The development datasets contained 9623 individuals (5910 women and 3713 men) with 841 seroconversions (679 among women and 162 among men) (Table 1). The validation data sets included 9933 individuals (6023 women and 3910 men) and 467 seroconversions (381 among women and 86 among men). Descriptive characteristics were similar between development and validation data sets, except for increases in educational attainment, circumcision, and contraception use (Table 2). Missingness was less than 5% for most variables but ranged as high as 46% for condom use at last sex (Supplementary Table 1). HIV incidence was 3.34/100 person-years in the development data set and 2.37/100 person-years in the validation data set, reflecting recent declines in incidence in the study area [18].

Table 1.

Cohort Sizes and HIV Incidence Rates

		Development (2012–2015)	Validation (2016–2019)
Women	No. of individuals	5910	6023
	No. of seroconversions	679	381
	No. of PY	16 183	12 239
	Incidence rate (per 100 PY)	4.20	3.11
Men	No. of individuals	3713	3910
	No. of seroconversions	162	86
	No. of PY	9013	7436
	Incidence rate (per 100 PY)	1.80	1.16

Abbreviations: HIV, human immunodeficiency virus; PV, person-years.

Table 2.

Descriptive Characteristics of Individuals in the Development and Validation Data Sets

		Men		Women
		Dev.	Val.	Dev.	Val.
Age	15–19	36.1%	33.9%	23.8%	25.3%
	20–29	38.0%	37.5%	32.1%	32.0%
	30–39	11.7%	15.7%	14.0%	16.3%
	40–54	14.3%	12.8%	30.0%	26.5%
Education	Less than primary	7.1%	4.6%	8.1%	4.9%
	Primary	47.5%	39.6%	37.7%	31.0%
	Secondary or greater	45.5%	55.8%	54.2%	64.1%
Married		5.8%	4.3%	17.3%	15.3%
Employed		27.4%	22.7%	22.5%	17.0%
Prior outmigration		8.3%	13.5%	8.3%	11.7%
Ever had sex		59.3%	59.4%	76.5%	75.5%
Ever fathered children		24.7%	27.7%	-	-
Ever pregnant		-	-	64.4%	64.9%
Circumcised		7.4%	28.7%	-	-
Prior contraception use		-	-	19.6%	44.1%
≥1 partners in last 12 months		53.9%	52.7%	65.7%	65.2%
MRP casual[a]		30.1%	25.9%	18.4%	16.6%
MRP member of household[a]		20.6%	16.5%	39.9%	35.2%
Rural[b]		68.0%	66.0%	72.9%	70.0%
Mean local HIV prevalence[c]		24.6%	34.6%	23.8%	34.0%
Mean local PPDV[c]		15.3%	14.5%	14.7%	14.1%

Percentages are averaged across 10 imputed data sets.

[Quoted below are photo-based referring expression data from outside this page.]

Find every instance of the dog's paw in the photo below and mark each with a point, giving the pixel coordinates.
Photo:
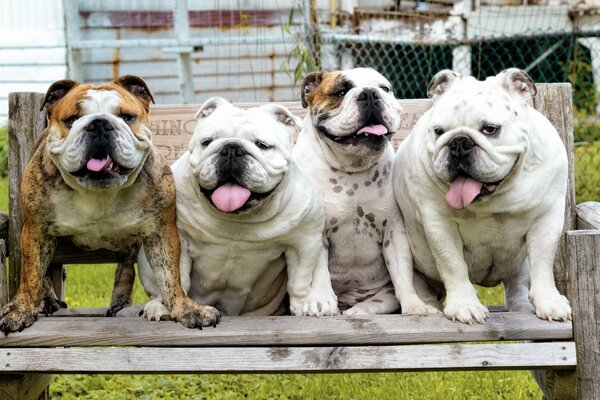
(193, 315)
(466, 311)
(155, 310)
(418, 307)
(551, 305)
(52, 304)
(117, 305)
(17, 315)
(319, 305)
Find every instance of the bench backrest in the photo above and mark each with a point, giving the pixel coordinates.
(172, 126)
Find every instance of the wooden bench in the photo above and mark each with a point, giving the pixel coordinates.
(566, 355)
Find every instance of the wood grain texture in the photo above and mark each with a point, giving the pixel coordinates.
(282, 330)
(588, 215)
(3, 277)
(25, 124)
(291, 359)
(584, 260)
(23, 387)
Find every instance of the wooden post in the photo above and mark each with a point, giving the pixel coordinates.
(555, 101)
(584, 259)
(25, 124)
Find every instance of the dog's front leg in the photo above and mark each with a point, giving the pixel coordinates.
(163, 251)
(37, 250)
(542, 243)
(446, 246)
(321, 299)
(399, 262)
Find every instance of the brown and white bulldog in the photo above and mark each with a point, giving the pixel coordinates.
(345, 148)
(94, 178)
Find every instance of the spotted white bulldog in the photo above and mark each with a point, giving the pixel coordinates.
(481, 182)
(345, 147)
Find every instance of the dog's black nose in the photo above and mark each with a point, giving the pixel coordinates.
(460, 146)
(99, 125)
(369, 95)
(232, 150)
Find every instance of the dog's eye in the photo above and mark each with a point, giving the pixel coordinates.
(127, 118)
(438, 131)
(70, 121)
(489, 129)
(262, 145)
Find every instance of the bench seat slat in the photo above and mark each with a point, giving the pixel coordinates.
(284, 331)
(290, 359)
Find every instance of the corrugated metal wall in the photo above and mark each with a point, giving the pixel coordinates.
(32, 47)
(248, 72)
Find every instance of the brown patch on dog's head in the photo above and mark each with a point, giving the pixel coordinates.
(64, 100)
(324, 91)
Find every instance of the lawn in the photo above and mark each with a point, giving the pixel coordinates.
(90, 286)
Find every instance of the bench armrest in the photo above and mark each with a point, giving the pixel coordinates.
(588, 215)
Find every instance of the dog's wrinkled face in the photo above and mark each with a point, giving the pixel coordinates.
(97, 136)
(354, 110)
(477, 132)
(239, 157)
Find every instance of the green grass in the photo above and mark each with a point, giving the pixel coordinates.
(90, 286)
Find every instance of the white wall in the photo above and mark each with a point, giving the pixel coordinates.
(32, 47)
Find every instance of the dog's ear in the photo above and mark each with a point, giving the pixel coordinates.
(310, 83)
(136, 86)
(440, 83)
(518, 81)
(57, 91)
(210, 106)
(283, 115)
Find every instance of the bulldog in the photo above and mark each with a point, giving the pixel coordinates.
(95, 179)
(481, 182)
(250, 223)
(345, 147)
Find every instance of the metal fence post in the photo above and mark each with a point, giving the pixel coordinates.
(73, 28)
(184, 54)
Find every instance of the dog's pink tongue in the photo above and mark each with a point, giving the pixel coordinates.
(373, 130)
(230, 197)
(98, 165)
(462, 192)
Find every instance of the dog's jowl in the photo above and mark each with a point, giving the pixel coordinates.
(94, 178)
(345, 148)
(481, 182)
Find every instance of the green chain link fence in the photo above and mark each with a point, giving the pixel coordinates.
(409, 42)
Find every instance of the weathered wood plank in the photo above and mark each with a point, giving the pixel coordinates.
(584, 260)
(282, 330)
(3, 277)
(588, 215)
(172, 125)
(290, 359)
(25, 124)
(4, 226)
(23, 387)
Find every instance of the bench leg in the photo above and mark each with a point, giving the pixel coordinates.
(584, 269)
(25, 387)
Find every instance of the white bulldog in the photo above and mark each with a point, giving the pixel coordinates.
(250, 223)
(481, 182)
(345, 147)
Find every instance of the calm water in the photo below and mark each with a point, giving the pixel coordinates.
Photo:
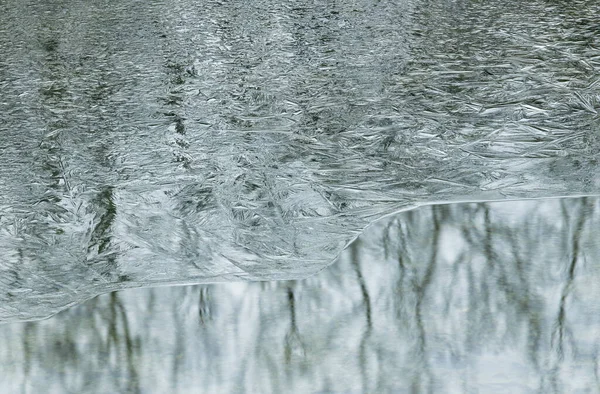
(182, 141)
(470, 298)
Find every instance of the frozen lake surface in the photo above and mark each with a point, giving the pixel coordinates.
(172, 142)
(467, 298)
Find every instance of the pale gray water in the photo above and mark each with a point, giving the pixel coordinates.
(179, 141)
(469, 298)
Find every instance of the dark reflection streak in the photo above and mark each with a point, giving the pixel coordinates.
(525, 304)
(562, 331)
(367, 305)
(204, 305)
(133, 381)
(421, 289)
(28, 339)
(179, 351)
(293, 328)
(117, 311)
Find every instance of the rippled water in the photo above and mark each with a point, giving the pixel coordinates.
(469, 298)
(156, 142)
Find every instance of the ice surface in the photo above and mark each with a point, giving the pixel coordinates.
(458, 298)
(173, 142)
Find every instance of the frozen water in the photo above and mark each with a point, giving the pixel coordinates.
(172, 142)
(458, 298)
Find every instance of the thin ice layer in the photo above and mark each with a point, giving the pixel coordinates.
(172, 142)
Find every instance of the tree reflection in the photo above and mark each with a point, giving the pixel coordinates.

Abbreviations: Dev, development data set (2012–2015); HIV, human immunodeficiency virus; MRP, most recent partner; PPDV, population prevalence of detectable viremia; Val, validation data set (2016–2019).

Evaluated among those reporting ever having sex.

 < 400 residents per square km.

Estimated from a 2-dimensional Gaussian kernel with 3 km bandwidth.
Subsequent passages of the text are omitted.